I've told my wife that my only wish is that she does whatever makes the grieving or remembrance process easier for her and the kids.. it makes no difference to me.

But if given a choice.... I'd like a black and gold casket ;-) With 6 pallbearers... 1 for each..... well you KNOW where I'm going with this
Previously, I posted a thread in "The Woodshed" entitled "What would you have for your last meal?" It involved death and gallows humor and I put it in "The Woodshed" for light-hearted answers. I put this particular thread in the Christian section because I was hoping for serious Christian answers.

I suppose the way I phrased the question (in an attempt to stimulate discussion) could be viewed as solipsistic; however, what I was trying to clarify with the follow-up questions was: What scripture, hymns, sermons, etc. would you want at your funeral to convey to the people in attendance that there was some hope in this world in the face of death.

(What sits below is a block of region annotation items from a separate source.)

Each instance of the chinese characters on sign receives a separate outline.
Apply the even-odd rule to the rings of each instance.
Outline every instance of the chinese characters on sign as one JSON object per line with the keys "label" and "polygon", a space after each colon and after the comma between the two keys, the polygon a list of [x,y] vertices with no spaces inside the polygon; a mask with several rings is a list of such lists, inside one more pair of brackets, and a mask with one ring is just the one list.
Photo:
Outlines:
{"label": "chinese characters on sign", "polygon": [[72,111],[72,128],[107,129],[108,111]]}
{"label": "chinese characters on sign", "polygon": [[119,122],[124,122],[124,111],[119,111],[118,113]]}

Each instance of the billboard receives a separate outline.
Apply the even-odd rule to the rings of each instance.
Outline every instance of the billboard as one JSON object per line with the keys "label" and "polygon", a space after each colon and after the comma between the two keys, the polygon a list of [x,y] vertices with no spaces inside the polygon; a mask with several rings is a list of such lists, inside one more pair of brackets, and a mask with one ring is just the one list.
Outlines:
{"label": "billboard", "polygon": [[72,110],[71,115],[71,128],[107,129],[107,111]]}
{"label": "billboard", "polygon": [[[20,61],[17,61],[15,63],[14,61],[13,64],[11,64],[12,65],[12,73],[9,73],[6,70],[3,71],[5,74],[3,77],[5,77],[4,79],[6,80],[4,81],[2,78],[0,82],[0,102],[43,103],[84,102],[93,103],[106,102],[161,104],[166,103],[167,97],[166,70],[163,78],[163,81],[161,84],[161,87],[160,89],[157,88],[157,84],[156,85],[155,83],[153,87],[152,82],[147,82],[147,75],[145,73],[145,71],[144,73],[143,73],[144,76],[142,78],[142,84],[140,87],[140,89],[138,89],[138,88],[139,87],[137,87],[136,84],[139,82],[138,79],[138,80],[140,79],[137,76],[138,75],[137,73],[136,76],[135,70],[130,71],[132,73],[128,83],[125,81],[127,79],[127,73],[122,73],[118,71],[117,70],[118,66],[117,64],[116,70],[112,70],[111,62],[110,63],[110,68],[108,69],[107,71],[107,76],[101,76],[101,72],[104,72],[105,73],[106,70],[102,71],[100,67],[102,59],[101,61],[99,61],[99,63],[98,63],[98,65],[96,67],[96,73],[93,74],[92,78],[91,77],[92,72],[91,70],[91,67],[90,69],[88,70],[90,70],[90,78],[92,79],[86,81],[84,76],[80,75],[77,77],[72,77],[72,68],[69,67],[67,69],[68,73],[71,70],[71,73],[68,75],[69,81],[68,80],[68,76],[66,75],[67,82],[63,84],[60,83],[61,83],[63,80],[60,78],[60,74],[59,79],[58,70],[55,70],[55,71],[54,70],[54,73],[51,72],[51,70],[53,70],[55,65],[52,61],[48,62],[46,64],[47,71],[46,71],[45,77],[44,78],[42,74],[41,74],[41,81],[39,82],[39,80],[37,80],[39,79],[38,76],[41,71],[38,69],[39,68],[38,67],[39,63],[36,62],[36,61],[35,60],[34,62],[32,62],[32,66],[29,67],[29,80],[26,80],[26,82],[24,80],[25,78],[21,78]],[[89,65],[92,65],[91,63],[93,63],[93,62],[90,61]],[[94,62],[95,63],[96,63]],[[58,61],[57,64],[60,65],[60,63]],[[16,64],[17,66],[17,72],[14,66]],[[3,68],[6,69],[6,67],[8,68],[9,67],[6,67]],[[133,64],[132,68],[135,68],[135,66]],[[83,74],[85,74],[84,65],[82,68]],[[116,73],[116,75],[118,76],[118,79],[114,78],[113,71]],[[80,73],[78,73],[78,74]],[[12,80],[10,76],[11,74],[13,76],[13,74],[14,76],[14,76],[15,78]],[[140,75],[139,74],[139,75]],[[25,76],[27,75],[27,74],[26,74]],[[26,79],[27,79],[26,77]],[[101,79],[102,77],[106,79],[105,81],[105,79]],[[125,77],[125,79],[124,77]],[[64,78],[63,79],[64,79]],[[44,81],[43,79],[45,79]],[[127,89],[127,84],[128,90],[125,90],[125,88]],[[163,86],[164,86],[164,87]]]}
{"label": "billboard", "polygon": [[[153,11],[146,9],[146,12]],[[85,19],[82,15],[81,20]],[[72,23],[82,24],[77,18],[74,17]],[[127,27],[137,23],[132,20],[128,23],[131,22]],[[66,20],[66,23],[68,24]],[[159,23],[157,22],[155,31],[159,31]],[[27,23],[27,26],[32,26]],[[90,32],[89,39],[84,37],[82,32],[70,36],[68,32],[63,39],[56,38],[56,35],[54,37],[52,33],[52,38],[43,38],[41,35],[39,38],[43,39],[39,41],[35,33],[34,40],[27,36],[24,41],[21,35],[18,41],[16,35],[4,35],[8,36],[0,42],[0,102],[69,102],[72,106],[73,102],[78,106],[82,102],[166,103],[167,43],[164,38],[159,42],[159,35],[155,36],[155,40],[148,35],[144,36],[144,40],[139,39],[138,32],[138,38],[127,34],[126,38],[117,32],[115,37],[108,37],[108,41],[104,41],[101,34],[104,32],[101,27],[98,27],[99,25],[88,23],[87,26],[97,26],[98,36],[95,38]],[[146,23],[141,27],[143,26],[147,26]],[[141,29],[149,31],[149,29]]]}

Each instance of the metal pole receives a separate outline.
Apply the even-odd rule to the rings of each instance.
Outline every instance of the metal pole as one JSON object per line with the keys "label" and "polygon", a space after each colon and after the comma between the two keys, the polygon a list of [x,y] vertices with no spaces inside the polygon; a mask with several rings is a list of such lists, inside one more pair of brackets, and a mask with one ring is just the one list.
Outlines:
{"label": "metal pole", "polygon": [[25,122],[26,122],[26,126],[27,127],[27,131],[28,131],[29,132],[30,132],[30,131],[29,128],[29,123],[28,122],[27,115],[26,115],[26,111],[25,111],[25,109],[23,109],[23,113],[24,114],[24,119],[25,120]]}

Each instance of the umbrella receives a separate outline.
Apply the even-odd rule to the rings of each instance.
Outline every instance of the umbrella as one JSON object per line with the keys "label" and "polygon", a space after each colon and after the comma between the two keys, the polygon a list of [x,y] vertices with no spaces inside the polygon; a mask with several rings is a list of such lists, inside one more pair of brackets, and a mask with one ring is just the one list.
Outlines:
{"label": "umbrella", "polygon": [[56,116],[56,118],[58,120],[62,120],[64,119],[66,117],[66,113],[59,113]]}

I remember an anecdote told by Rev. Rod Rosenbladt about him preaching a funeral sermon at a cemetery near an affluent Southern California suburb (Irvine, if my memory serves me correctly - I think the cemetery was not in the city - the dead are not allowed in Irvine!) In any case, after he preached the funeral service, an organist who worked at the mortuary came up to him and asked, "I have been playing the organ for funerals for many years and I have never heard a minister preach what you preached, what was it that you were preaching?" He replied, "The Gospel, ma'am, it is called the Gospel" The lady had probably been at hundreds of funerals and had never heard the Gospel!

In another thread, there is a discussion about when, and by whom, the Gospel should be preached. I would argue that a funeral is probably the best time to preach the Gospel. Everyone attending the service is struck to the core of their being by the awfulness of death - including the atheists. I can't believe that you would not care that the Gospel message was preached at your own funeral. Perhaps you have a reliable family and know that they would make appropriate choices or perhaps you interpreted the beginning of the discussion thread as referring to the aesthetics of the funeral and burial - the size of the tombstone, the ornateness of the casket, or the laurels bestowed on the deceased (all these things could be objects of selfishness in the soon-to-be deceased)?
"Be of good comfort, Master Ridley, and play the man! We shall this day light such a candle, by God's grace, in England, as I trust shall never be put out."